We went on to Matsumoto, where we stayed at a charming ryokan. The purpose was to visit the castle, one of the few remaining castles of old Japan. It is not as big and imposing as Himeji, but still very interesting. There is quite a nice garden around it, where some sakuras and quinces were blooming.
stone lantern and weeping cherry
The only problem was that it was Sunday, and rather crowded. A lot of families were there, and climbing the steep narrow stairs in the crowd was at times a bit difficult. Nevertheless, it was attractive and interesting. We were recompensed for our efforts by the usual sumptuous dinner at the ryokan after a restoring bath in their onsen pool.
We only stayed there overnight, and went on to Takayama, an old town in the mountains, left untouched by the war, and with many old houses still standing. It is in part because of its relatively isolated location in the mountains. There are many interesting shops, and they make a particularly attractive lacquer. I could not resist buying some pieces, with the problem of placing them in my suitcase left to deal with later!
Takayama, the river
The next day was supposed to be their big matsuri day, which is one of the more famous in Japan. Unfortunately, we woke up to steady rain, and they had to cancel the parades, the famous floats remained in their garages, you could just go take a peek at them. Some of the streets have covered sidewalks, so I did some more shopping and then walked back to the hotel, getting wetter and wetter in spite of my umbrella. I gave up walking in the afternoon and crossed the street to the town hall, which offers free computer use, and surfed the net to my heart's content.
We went on to Kanazawa, a very nice city on the west coast. For those who have seen the NHK taiga drama Toshiie to Matsu, this is where the Maedas ruled. The castle unfortunately burned down (except for some outer buildings) in the 19th cent. But the gorgeous park remained. It is Kenrokuen, one of the 3 most beautiful gardens in Japan. It was very overcast, but still really quite splendid.

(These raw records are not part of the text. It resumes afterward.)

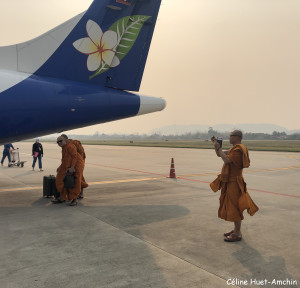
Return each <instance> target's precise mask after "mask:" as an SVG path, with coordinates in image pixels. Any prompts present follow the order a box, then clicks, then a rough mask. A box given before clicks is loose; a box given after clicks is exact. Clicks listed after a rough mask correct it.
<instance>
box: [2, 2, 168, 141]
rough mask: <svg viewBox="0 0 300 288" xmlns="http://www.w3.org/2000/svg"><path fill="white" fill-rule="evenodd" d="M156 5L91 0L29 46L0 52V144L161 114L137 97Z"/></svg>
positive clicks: (140, 96)
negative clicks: (88, 6)
mask: <svg viewBox="0 0 300 288" xmlns="http://www.w3.org/2000/svg"><path fill="white" fill-rule="evenodd" d="M160 3H161V0H128V1H125V0H94V2H93V3H92V4H91V6H90V8H89V9H88V10H87V11H86V12H85V13H82V14H80V15H78V16H76V17H74V18H73V19H71V20H69V21H67V22H65V23H64V24H62V25H60V26H58V27H56V28H54V29H53V30H51V31H49V32H47V33H45V34H43V35H41V36H40V37H38V38H36V39H33V40H31V41H28V42H25V43H21V44H17V45H13V46H7V47H0V101H1V102H0V103H1V105H0V144H4V143H11V142H16V141H20V140H22V139H28V138H33V137H36V136H41V135H47V134H52V133H57V132H61V131H65V130H70V129H75V128H81V127H85V126H89V125H94V124H99V123H104V122H109V121H114V120H119V119H123V118H128V117H133V116H137V115H142V114H146V113H151V112H155V111H160V110H163V109H164V108H165V101H164V100H163V99H161V98H154V97H148V96H142V95H138V94H135V93H130V92H128V91H139V87H140V83H141V80H142V76H143V71H144V68H145V64H146V59H147V56H148V51H149V48H150V43H151V39H152V35H153V31H154V27H155V23H156V19H157V15H158V11H159V7H160Z"/></svg>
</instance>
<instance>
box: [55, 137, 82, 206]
mask: <svg viewBox="0 0 300 288" xmlns="http://www.w3.org/2000/svg"><path fill="white" fill-rule="evenodd" d="M57 144H58V145H59V146H60V147H61V148H62V159H61V165H60V166H59V167H58V168H57V175H56V188H57V191H58V192H59V193H60V198H58V199H54V200H53V201H52V202H53V203H62V202H64V201H71V202H70V204H69V205H70V206H75V205H76V204H77V198H78V196H79V194H80V192H81V179H82V174H83V168H84V161H83V159H82V157H81V155H80V154H79V153H78V152H77V149H76V147H75V145H74V144H72V143H67V140H66V139H65V138H64V137H62V136H60V137H58V138H57ZM67 172H68V173H70V174H73V173H75V186H74V188H65V187H64V182H63V179H64V177H65V175H66V173H67Z"/></svg>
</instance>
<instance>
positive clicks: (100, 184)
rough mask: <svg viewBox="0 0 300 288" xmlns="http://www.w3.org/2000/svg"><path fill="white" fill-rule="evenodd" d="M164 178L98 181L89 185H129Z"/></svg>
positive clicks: (148, 178)
mask: <svg viewBox="0 0 300 288" xmlns="http://www.w3.org/2000/svg"><path fill="white" fill-rule="evenodd" d="M165 178H166V177H154V178H153V177H152V178H140V179H138V178H137V179H123V180H112V181H100V182H91V183H88V184H89V185H102V184H114V183H129V182H141V181H149V180H159V179H165Z"/></svg>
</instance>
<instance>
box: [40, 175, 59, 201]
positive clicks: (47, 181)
mask: <svg viewBox="0 0 300 288" xmlns="http://www.w3.org/2000/svg"><path fill="white" fill-rule="evenodd" d="M52 196H54V197H55V198H58V197H59V193H58V192H57V189H56V183H55V176H54V175H49V176H44V179H43V197H47V198H50V197H52Z"/></svg>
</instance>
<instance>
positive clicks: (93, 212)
mask: <svg viewBox="0 0 300 288" xmlns="http://www.w3.org/2000/svg"><path fill="white" fill-rule="evenodd" d="M14 145H15V147H19V148H20V152H21V153H20V157H21V160H26V161H27V162H26V163H25V166H24V167H23V168H17V167H16V168H8V167H7V166H4V167H0V183H1V187H0V229H1V238H0V256H1V262H0V282H1V284H0V286H1V287H3V288H27V287H28V288H33V287H45V288H52V287H53V288H58V287H64V288H66V287H67V288H69V287H70V288H77V287H88V288H94V287H95V288H96V287H97V288H98V287H105V288H111V287H134V288H143V287H154V288H162V287H178V288H189V287H195V288H196V287H197V288H198V287H205V288H210V287H211V288H216V287H236V286H238V287H298V286H299V283H300V274H299V267H300V244H299V243H300V241H299V238H300V213H299V207H300V188H299V187H300V153H278V152H250V158H251V167H250V168H248V169H245V170H244V177H245V179H246V182H247V185H248V189H249V193H250V195H251V196H252V198H253V200H254V201H255V202H256V204H257V205H258V206H259V208H260V211H259V212H258V213H257V214H256V215H254V216H253V217H251V216H249V215H248V214H247V213H244V216H245V220H244V221H243V224H242V233H243V240H242V241H241V242H237V243H226V242H224V241H223V236H222V235H223V233H224V232H226V231H230V230H231V228H232V224H231V223H229V222H225V221H224V220H221V219H218V218H217V209H218V202H219V200H218V198H219V192H218V193H214V192H212V191H211V190H210V188H209V185H208V183H210V182H211V181H212V180H214V179H215V177H216V175H217V174H218V173H219V171H220V169H221V166H222V161H221V159H220V158H218V157H216V156H215V153H214V151H213V150H193V149H169V148H141V147H112V146H89V145H86V146H84V147H85V150H86V153H87V159H86V168H85V172H84V175H85V178H86V180H87V182H88V183H89V184H90V186H89V188H87V189H86V191H85V198H84V199H82V200H81V201H80V203H79V204H78V205H77V206H75V207H70V206H67V205H65V204H59V205H53V204H51V202H50V200H49V199H46V198H42V181H43V176H44V175H49V174H55V171H56V168H57V167H58V166H59V163H60V157H61V151H60V148H59V147H58V146H57V145H56V144H49V143H43V146H44V153H45V156H44V158H43V168H44V171H43V172H39V171H38V169H37V168H36V171H32V170H31V164H32V157H31V146H32V143H14ZM172 157H174V160H175V169H176V174H177V176H178V177H179V178H177V179H176V180H174V179H168V178H166V176H168V174H169V171H170V162H171V158H172ZM5 164H6V165H7V160H6V162H5ZM274 280H275V281H282V282H276V284H277V285H275V284H274V283H275V282H274ZM234 281H235V282H234ZM246 281H247V282H246ZM251 281H252V282H251ZM258 281H261V282H258ZM262 281H263V282H262ZM268 282H269V283H268ZM272 282H273V283H272ZM296 282H297V283H298V286H297V284H296ZM280 283H281V284H280ZM234 284H237V285H234Z"/></svg>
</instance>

I will spare you more cherry tree pictures! The next day we went to visit the so-called ninja-temple. It actually has nothing to do with ninjas, but is called that because it is full of trapdoors, secret passages and stairways. It has various escape routes and a secret safe chamber for the Maeda lord. It was built by Toshiie and Matsu's younger son, the 3rd lord Maeda in the 17th century. The rest of the city is very attractive to walk around in, with many "samurai houses" still standing.